Energia

Preço da energia eólica já é competitivo

Preço da energia eólica já é competitivo

 

Lusa/AOonline   Economia   14 de Nov de 2008, 16:56

A produção de energia eólica é já competitiva quando comparada com as convencionais, e Portugal deve reforçar a aposta em fontes alternativas para diminuir a dependência externa, afirmou em Coimbra António Sá da Costa.
Para o presidente da Associação Portuguesa de Energias Renováveis (APREN), os custos da energia eólica quando chega ao consumidor são já mais baixos do que os da energia convencional, porque esta precisa de ser transformada duas vezes, e transportada, significando aumentos de custos de perdas.

    “As energias renováveis são muito mais competitivas do que se afirma, pois há sempre quem esteja interessado em não falar verdade”, referiu, ao participar hoje num painel do segundo dia do X Congresso Nacional de Estudantes de Economia e Gestão, a decorrer até domingo em Coimbra.

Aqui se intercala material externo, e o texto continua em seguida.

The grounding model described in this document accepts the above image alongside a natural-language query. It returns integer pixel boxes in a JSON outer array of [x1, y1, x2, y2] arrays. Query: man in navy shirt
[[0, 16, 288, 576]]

    Segundo o especialista, os parques eólicos produzem a energia a 60kW, que pode entrar directamente na rede, enquanto que a produzida numa central tem de ser transformada duas vezes e transportada, implicando um agravamento pelos custos a pagar à REN – Redes Energéticas Nacionais.

    António Sá da Costa sustenta que em Portugal “tem de se aumentar muito a produção de energias renováveis, porque é um dos países mais beneficiados” com condições naturais para tal, e por isso é um meio para “diminuir muito a dependência energética do exterior”.

    Em 2020 Portugal poderá atingir uma quota de 60 por cento de produção de energia das renováveis, e estima que nessa altura a energia das ondas possa contribuir com 10 a 15 por cento.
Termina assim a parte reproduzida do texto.